Meteorological data from PRISM

The meteorological driver data from PRISM does take a long time to download and process. Due to this, we have two spots in the pipeline where pre-built data can be used to skip over those steps.

  1. If you have access to the zip file of the pre-downloaded, raw meteorological data on Box, comment out the p1_prism_files target in 1_download.R and uncomment the target with the same name that is set up below it. You will need to download the zip file from Box and unzip the files to the 1_download/prism_data/ directory before being able to build the full pipeline.
  2. If you have access to the CSV file of processed meteorological data on Box, comment out the p2_prism_data_huc target in 2_process.R and uncomment the target with the same name that is set up below it.

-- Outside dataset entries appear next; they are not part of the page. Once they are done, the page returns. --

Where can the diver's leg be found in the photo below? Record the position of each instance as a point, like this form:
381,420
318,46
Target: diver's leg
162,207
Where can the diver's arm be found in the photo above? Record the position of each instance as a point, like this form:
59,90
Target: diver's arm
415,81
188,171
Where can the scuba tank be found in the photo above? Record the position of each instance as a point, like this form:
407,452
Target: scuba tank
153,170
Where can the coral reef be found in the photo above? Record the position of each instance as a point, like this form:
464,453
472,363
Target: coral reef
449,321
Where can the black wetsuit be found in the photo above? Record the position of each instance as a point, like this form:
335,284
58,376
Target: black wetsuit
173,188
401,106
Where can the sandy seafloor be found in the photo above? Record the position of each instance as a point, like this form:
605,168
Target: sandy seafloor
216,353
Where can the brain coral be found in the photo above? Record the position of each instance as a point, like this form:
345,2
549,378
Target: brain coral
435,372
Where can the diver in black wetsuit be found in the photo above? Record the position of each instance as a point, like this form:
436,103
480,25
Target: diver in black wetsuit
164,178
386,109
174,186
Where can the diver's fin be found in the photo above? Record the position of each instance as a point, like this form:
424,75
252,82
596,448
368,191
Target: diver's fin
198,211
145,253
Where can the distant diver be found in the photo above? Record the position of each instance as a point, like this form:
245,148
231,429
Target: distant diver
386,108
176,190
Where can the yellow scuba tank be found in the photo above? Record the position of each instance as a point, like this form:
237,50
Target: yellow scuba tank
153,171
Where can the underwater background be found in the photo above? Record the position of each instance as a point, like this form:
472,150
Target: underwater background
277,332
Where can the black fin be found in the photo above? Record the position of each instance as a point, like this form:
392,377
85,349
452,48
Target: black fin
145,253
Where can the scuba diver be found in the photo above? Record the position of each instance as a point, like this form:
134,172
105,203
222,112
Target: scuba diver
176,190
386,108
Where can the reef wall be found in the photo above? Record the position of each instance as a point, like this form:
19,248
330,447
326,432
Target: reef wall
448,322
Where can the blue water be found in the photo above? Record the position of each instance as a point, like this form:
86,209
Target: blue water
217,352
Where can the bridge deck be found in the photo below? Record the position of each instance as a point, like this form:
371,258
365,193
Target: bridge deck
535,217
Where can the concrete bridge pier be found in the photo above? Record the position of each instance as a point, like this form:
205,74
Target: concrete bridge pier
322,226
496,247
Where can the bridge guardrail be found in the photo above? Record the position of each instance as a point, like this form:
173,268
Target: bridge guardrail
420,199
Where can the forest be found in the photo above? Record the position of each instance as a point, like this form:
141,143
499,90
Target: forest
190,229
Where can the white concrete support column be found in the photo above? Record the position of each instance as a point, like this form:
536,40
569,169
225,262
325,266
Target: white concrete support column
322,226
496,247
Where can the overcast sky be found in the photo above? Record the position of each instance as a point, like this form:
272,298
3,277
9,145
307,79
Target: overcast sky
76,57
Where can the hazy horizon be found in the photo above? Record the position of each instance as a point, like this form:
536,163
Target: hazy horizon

You will need to download the CSV file from Box and move it to the 2_process/in/ directory before being able to build the full pipeline.

Classified raster data from HydroShare

The raster files of classified imagery are uploaded to HydroShare where you need to have specific access. The data will be released in the future, which would make this step easier. For now, you need to manually download the zip files before running tar_make().

  1. Navigate to the HydroShare resource.
  2. For each of the folders (e.g. Landsat-5, Sentinel-2A), right-click and choose Download zipped.
  3. Move the downloaded zip files to 1_download/in/tifzips.
  4. Then, try running tar_make().

Lake Superior spatial data

For now, the Lake Superior shapefile LakeSuperiorWatershed.shp is only available to our internal team via Box. You should download the spatial zip called LakeSuperiorWatershed.zip from Box (includes all associated metadata files) and unzip to the folder 1_download/in. This will ensure that the target in 1_download.R called p1_lake_superior_watershed_shp will successfully find the file it needs.

Finding and viewing outputs

After you build the pipeline, you should be able to see the following:

  1. Histogram summarizing the pixel counts by year and mission: tar_read(p4_basic_summary_histogram)
  2. PRISM drivers as timeseries, visualized by HUC: tar_read(p4_prism_summary_timeseries)
  3. PRISM drivers as boxplots, visualized by HUC and decade: tar_read(p4_prism_summary_boxes)
  4. Classified rasters as heatmaps for Landsat & Sentinel: tar_read(p4_sediment_sentinel_heatmap_png) & tar_read(p4_sediment_landsat_heatmap_png)

Contributing to this pipeline

Everyone who is developing this package will build their own pipeline locally. We will not commit output of the pipeline and should .gitignore and files generated by the pipeline build. The very first time you build the pipeline, you should delete the _targets/.gitignore file. It overrides the top-level gitignore and can be frustrating. Run the following to delete it: file.remove('_targets/.gitignore').